Cara Westin: MakerHQ board member
Making in a very tight community
In a 700-square-foot floor plan, you’ve got to use the space efficiently—especially if it’s shared by a dozen creative people working sporadically on various technology projects. Cara Westin is a member-turned-board member of MakerHQ, the petite fabrication space on the edge of downtown and Midtown. She got involved to pursue a passion with robotics, and has since worked on a number of interactive products. For example, MakerHQ’s life-size Tetris game owes 1,200 joints of solder to Westin alone. SN&R chatted with the third-year user of MakerHQ about what it’s like getting to create there.
What’s your background?
I actually worked for the city, and when I retired, I opened up a gym. So I have a gym downtown where I do strength training, I coach. So this is just kind of something I’ve been interested in. I’ve been fascinated by robotics my whole life. I was looking for a place to fit in as an older retired person with no knowledge, and I found MakerHQ.
One of the projects that Richard [Julian, MakerHQ co-founder,] and I have been kicking around is a robotic lawnmower. Swarm lawnmowers—lots of robotic lawn mowers that would be able to communicate with each other.

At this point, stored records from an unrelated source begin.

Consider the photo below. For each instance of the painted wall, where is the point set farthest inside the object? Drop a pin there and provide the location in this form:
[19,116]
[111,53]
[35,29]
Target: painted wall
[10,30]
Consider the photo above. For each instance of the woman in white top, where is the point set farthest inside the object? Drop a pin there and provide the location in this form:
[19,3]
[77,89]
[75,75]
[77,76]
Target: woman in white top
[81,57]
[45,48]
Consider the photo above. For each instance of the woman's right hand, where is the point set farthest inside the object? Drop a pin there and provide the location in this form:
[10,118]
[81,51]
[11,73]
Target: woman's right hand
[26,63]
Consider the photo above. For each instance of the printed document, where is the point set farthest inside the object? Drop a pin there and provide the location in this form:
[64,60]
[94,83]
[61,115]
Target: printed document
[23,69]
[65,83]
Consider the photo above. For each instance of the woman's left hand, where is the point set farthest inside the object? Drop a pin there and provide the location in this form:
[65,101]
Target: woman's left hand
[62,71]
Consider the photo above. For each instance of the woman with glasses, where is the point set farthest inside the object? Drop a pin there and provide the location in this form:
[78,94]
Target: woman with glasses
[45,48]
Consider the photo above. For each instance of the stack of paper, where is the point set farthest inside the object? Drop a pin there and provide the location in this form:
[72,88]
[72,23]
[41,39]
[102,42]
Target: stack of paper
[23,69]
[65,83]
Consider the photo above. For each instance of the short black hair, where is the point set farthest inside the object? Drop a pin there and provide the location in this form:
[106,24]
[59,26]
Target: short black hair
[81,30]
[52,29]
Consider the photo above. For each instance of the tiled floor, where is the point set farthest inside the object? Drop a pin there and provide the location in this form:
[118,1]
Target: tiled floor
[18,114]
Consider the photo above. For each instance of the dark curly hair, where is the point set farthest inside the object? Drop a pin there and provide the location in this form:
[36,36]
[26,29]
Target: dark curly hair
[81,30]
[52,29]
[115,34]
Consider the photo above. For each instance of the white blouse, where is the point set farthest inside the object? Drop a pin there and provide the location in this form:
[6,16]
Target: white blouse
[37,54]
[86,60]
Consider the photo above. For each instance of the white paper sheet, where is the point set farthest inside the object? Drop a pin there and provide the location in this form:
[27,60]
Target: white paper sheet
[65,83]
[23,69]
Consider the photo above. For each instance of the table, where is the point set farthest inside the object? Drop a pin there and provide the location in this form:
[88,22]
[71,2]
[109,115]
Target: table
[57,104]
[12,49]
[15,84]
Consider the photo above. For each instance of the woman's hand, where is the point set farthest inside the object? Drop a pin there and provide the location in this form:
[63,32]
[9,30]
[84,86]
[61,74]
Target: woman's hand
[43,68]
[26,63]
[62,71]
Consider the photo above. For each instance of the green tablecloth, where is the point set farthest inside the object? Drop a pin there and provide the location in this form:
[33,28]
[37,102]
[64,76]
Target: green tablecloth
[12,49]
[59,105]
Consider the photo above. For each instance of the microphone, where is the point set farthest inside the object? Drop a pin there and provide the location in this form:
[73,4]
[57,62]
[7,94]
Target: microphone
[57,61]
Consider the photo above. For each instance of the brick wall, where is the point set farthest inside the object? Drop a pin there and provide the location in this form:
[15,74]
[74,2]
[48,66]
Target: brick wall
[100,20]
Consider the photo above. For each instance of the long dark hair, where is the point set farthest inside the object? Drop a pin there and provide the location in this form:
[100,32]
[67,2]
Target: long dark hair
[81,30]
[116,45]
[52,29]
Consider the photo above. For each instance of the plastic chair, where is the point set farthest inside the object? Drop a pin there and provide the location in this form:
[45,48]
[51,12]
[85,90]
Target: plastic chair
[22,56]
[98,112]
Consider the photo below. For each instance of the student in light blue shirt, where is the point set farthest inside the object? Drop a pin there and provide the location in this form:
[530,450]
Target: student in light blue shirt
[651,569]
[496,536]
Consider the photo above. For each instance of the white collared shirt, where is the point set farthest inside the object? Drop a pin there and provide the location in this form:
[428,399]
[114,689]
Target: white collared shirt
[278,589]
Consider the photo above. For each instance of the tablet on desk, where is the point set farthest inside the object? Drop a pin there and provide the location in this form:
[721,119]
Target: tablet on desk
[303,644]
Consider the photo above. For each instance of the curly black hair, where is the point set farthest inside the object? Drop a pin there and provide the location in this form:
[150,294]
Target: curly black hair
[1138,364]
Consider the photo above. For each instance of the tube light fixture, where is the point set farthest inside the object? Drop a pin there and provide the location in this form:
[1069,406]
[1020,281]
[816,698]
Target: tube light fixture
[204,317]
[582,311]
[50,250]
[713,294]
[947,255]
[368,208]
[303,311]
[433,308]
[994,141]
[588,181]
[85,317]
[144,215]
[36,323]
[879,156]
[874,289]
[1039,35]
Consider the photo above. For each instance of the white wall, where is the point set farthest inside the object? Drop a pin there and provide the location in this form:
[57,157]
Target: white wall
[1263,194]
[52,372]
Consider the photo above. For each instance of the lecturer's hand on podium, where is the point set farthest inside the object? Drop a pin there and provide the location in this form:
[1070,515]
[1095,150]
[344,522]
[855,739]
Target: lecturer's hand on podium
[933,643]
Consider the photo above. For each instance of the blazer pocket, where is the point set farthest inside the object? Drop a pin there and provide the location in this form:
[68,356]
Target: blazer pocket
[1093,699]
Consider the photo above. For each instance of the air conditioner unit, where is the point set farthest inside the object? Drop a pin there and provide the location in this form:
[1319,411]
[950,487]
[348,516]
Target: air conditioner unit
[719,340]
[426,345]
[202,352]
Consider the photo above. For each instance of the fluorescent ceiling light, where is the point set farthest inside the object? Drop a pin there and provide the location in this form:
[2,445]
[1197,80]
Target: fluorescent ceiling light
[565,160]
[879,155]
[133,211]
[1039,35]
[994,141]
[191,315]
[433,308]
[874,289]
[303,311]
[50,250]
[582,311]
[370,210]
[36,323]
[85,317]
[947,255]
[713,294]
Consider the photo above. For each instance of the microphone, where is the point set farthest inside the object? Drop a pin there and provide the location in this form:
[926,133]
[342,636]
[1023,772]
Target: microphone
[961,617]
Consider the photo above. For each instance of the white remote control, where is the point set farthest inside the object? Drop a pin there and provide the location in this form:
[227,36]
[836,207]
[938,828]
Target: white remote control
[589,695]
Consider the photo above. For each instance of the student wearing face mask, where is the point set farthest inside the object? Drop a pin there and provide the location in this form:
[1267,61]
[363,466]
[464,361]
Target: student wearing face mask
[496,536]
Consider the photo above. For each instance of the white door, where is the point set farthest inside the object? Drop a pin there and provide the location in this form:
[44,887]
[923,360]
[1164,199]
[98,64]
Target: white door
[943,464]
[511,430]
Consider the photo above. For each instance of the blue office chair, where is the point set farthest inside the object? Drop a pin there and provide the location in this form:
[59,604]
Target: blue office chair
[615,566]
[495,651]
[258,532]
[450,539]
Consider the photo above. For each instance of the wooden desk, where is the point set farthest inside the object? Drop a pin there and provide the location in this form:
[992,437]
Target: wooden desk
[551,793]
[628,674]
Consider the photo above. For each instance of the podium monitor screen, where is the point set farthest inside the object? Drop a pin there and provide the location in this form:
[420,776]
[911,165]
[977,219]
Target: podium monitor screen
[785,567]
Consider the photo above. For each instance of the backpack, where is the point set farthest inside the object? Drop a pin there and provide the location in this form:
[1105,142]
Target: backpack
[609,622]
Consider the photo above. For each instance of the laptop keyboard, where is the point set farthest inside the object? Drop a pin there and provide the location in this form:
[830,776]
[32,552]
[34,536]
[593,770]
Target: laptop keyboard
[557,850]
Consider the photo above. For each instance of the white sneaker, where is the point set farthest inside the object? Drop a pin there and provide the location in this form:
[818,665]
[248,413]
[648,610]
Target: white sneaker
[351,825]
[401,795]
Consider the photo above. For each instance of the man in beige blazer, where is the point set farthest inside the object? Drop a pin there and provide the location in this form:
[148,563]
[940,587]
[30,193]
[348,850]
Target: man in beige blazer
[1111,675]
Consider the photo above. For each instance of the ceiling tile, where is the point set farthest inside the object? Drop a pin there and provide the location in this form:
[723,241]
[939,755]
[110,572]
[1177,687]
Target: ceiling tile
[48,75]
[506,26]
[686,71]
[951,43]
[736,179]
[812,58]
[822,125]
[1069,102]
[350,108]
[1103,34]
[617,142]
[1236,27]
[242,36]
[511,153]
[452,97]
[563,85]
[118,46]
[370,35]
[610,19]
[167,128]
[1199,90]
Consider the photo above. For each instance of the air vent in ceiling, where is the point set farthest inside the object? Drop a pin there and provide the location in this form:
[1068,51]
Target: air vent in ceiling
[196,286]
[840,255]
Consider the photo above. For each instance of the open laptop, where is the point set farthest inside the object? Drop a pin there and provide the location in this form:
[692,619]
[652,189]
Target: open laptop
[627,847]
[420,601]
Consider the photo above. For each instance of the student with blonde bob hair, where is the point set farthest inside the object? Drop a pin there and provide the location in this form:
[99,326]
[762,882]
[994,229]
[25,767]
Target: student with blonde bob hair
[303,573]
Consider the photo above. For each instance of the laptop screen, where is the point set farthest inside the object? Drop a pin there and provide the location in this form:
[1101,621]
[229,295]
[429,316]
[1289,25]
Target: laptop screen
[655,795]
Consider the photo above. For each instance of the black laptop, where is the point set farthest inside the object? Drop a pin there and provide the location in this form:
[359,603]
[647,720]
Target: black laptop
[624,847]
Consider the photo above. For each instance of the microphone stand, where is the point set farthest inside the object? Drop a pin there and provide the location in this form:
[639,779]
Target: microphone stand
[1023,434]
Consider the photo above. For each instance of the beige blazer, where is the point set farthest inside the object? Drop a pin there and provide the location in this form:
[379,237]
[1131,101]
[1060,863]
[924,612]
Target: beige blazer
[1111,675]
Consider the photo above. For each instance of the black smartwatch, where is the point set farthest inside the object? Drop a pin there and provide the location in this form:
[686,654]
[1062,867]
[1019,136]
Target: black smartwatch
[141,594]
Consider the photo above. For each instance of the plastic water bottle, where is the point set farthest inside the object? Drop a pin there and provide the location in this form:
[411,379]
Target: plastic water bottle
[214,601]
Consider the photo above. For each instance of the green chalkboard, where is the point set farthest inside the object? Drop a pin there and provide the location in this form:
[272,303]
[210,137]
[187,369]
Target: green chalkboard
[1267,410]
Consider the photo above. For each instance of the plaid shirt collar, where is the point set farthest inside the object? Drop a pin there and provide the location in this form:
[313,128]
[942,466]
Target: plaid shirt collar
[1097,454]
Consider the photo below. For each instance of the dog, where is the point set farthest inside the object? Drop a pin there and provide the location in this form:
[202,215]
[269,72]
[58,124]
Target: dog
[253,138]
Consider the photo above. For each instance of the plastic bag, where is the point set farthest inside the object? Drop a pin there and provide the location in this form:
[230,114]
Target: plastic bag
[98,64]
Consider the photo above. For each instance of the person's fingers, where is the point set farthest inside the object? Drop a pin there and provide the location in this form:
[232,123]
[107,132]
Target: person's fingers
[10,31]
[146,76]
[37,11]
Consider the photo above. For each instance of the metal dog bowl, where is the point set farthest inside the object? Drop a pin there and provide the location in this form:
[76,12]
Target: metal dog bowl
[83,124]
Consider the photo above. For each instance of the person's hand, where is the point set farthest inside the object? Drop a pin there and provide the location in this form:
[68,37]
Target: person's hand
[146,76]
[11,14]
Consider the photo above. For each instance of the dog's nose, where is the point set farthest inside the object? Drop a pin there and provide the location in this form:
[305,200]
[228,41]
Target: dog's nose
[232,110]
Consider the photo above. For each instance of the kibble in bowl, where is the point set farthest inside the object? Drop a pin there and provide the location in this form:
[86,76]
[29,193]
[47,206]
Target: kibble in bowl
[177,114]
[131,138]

How is it working in such a small space?
Well, I mean, it’s what we were able to afford. The big places like Hacker Lab, they have either large grants from the city or are supported by Sierra College, things like that. There are really only two maker spaces, Hacker Lab and us. …It’s tough to keep a space like that going, buy the equipment—this is kind of a labor of love.
What do you work on at the space?
We’ve built a replica of Deep Thought from Hitchhiker’s Guide to the Galaxy that responded to voice recognition. … One of the big projects we did for Makers Faire was Wall of Fortune. It was an escape room-themed project with four puzzles that kids had to work through, or adults. We created a replica of Zoltar from Big.
One of the other big projects we worked on was a 10-foot-tall Tetris game that’s now down at Worlds of Wonder, a Lodi children’s museum.
What’s the space like?
We make the most of it. It’s literally a tiny little wedge of space on the southwest corner of 16th and X. … All the members and founders built in a bunch of benches—we’ve literally made the most of the space.
Is there value to having a smaller space?
Well, it’s obviously more intimate. We couldn’t have 100 members even if we wanted to; the value of that it’s affordable to us. We couldn’t keep the space open if it was twice the size or was a fancy space … but y’know, when we’re in there working, we’re all there within 3 feet of each other. When we have a meet-up or something, we’re all sitting around one big table. It’s one big room.
We’re small. We have very rarely had someone join that didn’t kind of fit.
Is there a lengthy application process?
No. In fact, I just got an email from someone who’s like, “I code video games, would I be able to come in and use the space to code video games as a hobby?” And I emailed back, “Of course, as long as you don’t mind there being people there while you work!”
Any interesting projects coming up?
I’m very interested in the interactions—emotional interactions—between humans and robots, so we’re starting to work on building what we call “Hugbot”—which is a robot that’s capable of giving you a hug—and seeing how people react.that.